Brindisi, bagno di folla per Salvini: in Puglia non salteranno posti di lavoro

Salvini a Brindisi

In principio fu l’ingresso (inatteso) nel governo Draghi

Lunedì 05 Luglio 2021, 15:50

Bari - In principio fu l’ingresso (inatteso) nel governo Draghi. Per non lasciare il boccino a Partito democratico e Movimento 5 Stelle, per contare di più, per tutelare i ceti produttivi del Nord in fregola di riaperture e rimozione dei vincoli. Poi quel naso infilato, per un attimo, in casa del Partito popolare europeo (Ppe) e l’idea di una federazione con Forza Italia.

Nel mezzo, il giganteggiare di Giancarlo Giorgetti - nel frattempo diventato ministro - e Luca Zaia, maggiorenti della corrente «tedesca» ed europeista della Lega, quella a cui il sovranismo è sempre andato un po’ di traverso.
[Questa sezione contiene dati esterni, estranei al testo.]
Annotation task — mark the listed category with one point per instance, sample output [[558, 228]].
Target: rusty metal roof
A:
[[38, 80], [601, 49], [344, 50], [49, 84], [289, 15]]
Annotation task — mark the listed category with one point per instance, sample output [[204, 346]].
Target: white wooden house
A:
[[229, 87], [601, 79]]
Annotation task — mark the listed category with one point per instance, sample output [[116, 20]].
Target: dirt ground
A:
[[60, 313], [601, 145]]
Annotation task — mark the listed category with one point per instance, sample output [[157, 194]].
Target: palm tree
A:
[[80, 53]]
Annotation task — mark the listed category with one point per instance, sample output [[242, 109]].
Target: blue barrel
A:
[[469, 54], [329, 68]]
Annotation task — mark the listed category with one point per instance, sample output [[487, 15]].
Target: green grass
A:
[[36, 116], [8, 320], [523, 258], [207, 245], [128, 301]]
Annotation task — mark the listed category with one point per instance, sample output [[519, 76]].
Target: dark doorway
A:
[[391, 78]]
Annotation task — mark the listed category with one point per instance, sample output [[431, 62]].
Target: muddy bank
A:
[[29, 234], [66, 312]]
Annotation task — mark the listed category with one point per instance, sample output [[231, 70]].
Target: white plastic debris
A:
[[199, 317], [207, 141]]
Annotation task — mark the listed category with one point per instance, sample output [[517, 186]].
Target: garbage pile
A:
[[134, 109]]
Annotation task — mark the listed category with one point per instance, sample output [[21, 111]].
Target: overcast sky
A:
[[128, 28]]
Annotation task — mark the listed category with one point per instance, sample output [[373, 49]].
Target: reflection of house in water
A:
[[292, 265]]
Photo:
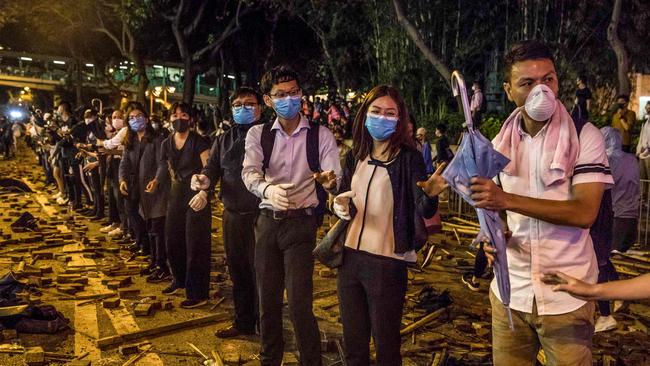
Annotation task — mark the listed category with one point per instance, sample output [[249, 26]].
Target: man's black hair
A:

E così le foto con la felpa «Basta euro» sono diventate un ricordo di gioventù, un po’ come i vecchi poster in cameretta, mentre gli scritti corsari di Borghi e Bagnai sono rapidamente ingialliti in testimonianze dei ruggenti tempi che furono.

La metamorfosi di Matteo Salvini si è consumata in perfetto stile kafkiano: ti addormenti in un modo e ti svegli in un altro. Il problema però è che pure gli elettori si sono addormentati in un modo ma, al risveglio, non sono cambiati affatto.

Da cui il più classico «scollamento» tra il vertice cangiante e la base spaesata con l’allegra transumanza di voti verso Fratelli d’Italia e quella rincorsa forsennata (e non più utopistica) di Giorgia Meloni alla leadership della coalizione.

Una emorragia troppo vistosa per non correre ai ripari. E così Matteo s’è rimboccato le maniche dell’«obamiana» camicia bianca e ha corretto il tiro, inaugurando una sorta di «via media» tra i due estremi. La lealtà al governo Draghi resta, così come l’ipotesi di una federazione con i berluscones. Ma il leader leghista, sparigliando il gioco, si è riavvicinato improvvisamente al leader ungherese Victor Orban e proprio nella fase in cui quest’ultimo è sferzato un giorno sì e l’altro pure dai benpensanti di Bruxelles per le sue leggi contro la propaganda omosessuale. Una sbandata d’altri tempi? No, affatto, nulla di improvvisato.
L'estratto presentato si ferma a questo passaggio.